The Missing

Now as I watch the progress of the plague,
The friends surrounding me fall sick, grow thin,
and drop away. Bared, is my shape less vague
—Sharply exposed and with a sculpted skin?

I do not like the statue’s chill contour,
Not nowadays. The warmth investing me
Led outward through mind, limb, feeling, and more
In an involved increasing family.

Contact of friend led to another friend
Supple entwinement through the living mass
Which for all that I knew might have no end,
Image of an unlimited embrace.

I do not just feel ease, though comfortable:
Aggressive as in some ideal of sport,
With ceaseless movement thrilling through the whole,
their push kept me as firm as their support.

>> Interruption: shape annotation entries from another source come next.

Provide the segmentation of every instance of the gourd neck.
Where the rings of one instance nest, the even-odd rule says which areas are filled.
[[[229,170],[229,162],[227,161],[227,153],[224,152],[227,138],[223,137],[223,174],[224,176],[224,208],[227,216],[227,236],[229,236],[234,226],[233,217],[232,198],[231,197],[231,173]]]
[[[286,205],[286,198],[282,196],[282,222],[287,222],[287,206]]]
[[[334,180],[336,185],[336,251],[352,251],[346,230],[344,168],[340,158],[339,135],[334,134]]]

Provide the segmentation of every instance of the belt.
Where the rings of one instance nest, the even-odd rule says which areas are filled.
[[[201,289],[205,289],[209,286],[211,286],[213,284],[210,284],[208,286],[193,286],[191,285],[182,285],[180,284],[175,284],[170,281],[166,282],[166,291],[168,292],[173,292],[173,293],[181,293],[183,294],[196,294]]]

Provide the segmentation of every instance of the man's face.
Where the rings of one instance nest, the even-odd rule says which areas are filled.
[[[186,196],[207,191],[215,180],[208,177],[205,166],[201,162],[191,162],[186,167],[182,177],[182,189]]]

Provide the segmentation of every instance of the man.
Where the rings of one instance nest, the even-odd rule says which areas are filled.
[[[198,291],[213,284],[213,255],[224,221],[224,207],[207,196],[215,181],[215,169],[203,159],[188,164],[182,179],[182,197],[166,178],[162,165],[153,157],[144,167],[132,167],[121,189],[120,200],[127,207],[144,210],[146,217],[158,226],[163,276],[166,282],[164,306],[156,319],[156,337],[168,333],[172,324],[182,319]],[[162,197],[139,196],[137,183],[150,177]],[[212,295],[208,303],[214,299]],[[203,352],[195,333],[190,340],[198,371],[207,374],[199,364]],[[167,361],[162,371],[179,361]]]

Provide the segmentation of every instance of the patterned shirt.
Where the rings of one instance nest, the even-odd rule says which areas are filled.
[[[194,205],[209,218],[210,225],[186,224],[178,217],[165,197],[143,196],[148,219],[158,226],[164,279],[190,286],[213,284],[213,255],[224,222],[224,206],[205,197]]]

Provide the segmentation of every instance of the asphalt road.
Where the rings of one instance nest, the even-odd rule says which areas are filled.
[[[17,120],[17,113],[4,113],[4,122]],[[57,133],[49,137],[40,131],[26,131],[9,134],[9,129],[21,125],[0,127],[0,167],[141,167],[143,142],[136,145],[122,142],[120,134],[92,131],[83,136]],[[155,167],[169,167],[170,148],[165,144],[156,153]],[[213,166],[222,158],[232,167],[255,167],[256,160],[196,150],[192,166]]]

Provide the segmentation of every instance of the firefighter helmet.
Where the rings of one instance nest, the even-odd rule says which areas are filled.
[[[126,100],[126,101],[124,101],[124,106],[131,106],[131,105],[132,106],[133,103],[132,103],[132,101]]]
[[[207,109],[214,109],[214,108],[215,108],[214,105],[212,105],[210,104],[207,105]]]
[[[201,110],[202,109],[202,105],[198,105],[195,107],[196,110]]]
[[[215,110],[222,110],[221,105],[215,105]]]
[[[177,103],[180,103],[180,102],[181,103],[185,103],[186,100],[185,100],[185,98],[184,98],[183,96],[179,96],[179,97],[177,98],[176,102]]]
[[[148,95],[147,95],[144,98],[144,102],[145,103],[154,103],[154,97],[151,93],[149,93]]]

But death—Their deaths have left me less defined:
It was their pulsing presence made me clear.
I borrowed from it, I was unconfined,
Who tonight balance unsupported here,

Eyes glaring from raw marble, in a pose
Languorously part-buried in the block,
Shins perfect and no calves, as if I froze
Between potential and a finished work.

—Abandoned incomplete, shape of a shape,
In which exact detail shows the more strange,
Trapped in unwholeness, I find no escape
Back to the play of constant give and change.

August 1987

from The Man with Night Sweats

About Author

Thom Gunn was born in Gravesend, Kent in 1929. After National Service and a short time living in Paris, he enrolled at Trinity College, Cambridge, where he read English. He published his first book of poems, Fighting Terms, while he was still an undergraduate. In 1954 he moved to San Francisco and held a one-year Fellowship at Stanford University. He published over thirty books of poetry, including The Man with Night Sweats, which won the Forward Prize for Poetry in 1992, and Boss Cupid (2000). Thom Gunn died in 2004.

Editor's Notes

The Man with Night Sweats shows Thom Gunn writing at the height of his powers, equally in command of classical forms and of looser, more colloquial measures, and ready to address a wide range of themes, both intimate and social. The book ends with a set of poems about the deaths of friends from AIDS. With their unflinching directness, compassion and grace, they are among the most moving statements yet to have been provoked by the disease.